Eine Weile liefen sie schweigend durch den Wald und jeder hang seinen eigenen düsteren Gedanken nach. Jiadrahm weinte stumm und die Jungen hielten sich gegenseitig an den Händen. Vermutlich war ihre ganze Familie tot, doch sie weinten nicht, sondern stärkten sich gegenseitig.
„Hallo, Alsra.“, sagte da jemand in artherg und die Kurprinzessin wirbelte mit pochendem Herzen herum.
Ein Soldat in arthergischen Farben trat – einen gewaltigen Beidhänder in den Händen - zwischen den Bäumen hervor.
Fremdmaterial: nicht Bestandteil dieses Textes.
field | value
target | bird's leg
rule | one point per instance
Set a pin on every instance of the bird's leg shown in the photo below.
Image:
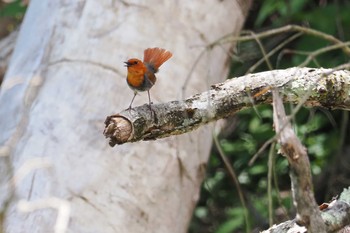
(149, 102)
(135, 93)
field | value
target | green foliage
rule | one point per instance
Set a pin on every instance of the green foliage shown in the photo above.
(318, 129)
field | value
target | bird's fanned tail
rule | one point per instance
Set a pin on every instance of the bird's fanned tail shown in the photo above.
(156, 57)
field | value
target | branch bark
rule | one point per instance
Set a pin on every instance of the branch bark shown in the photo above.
(314, 87)
(308, 214)
(336, 217)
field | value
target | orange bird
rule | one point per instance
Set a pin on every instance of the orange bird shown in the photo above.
(141, 75)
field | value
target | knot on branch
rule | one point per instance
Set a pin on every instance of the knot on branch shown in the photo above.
(118, 129)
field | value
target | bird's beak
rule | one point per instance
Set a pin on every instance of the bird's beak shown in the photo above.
(127, 64)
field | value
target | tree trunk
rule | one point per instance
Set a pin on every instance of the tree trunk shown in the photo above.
(65, 76)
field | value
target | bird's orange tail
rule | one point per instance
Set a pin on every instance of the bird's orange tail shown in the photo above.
(156, 56)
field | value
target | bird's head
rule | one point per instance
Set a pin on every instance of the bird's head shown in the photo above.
(135, 66)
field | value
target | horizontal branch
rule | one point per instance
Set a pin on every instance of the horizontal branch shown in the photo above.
(313, 87)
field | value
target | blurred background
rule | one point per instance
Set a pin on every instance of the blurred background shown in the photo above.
(263, 195)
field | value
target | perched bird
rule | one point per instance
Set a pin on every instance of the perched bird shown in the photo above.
(141, 75)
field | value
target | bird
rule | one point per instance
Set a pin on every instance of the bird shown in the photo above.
(141, 74)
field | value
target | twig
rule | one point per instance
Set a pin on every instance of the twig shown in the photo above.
(308, 213)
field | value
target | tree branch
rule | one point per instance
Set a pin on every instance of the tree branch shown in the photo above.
(336, 217)
(322, 87)
(308, 214)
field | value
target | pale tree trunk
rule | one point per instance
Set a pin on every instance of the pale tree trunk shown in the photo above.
(66, 75)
Amadir stellte sich schützend vor Alsra, doch als er erkannte, dass der Soldat alleine war, entspannte er sich.
Ein Lächeln glitt über das Gesicht des Mannes und das Mädchen schriee eine Warnung aus, doch den blitzschnellen Schlägen des Soldaten konnte der Zwillingsreicher nichts entgegen setzen. Bisher hatte sie nur einen Mann gekannt, der so schnell kämpfen konnte und das war Heled gewesen. Aus den Bewegungen des Angreifers sprachen jahrelange Erfahrung und Übung. Zwei Schläge vermochte es Amadir abzuwehren, dann knallte ihm der Fremde die flache Seite seines Schwertes auf den Kopf und der Zwillingsreichler sank zu Boden.
Niandos hatte seine Waffe ebenfalls erhoben, doch angesichts des Könnens des Feindes ließ er sein Schwert rasch sinken.
Erst jetzt wandte sich der Fremde Alsra zu. Ein spitzer Überraschungsschrei entkam ihrer Kehle und noch nie hatte sie das Gefühl gehabt, einen Menschen so wenig zu kennen.
„Ich denke“, erklärte er, „dass mein Herr erfreut sein wird, dich zu sehen.“.
Bei diesen Worten lächelte Assur, doch es war kein freundliches Lächeln.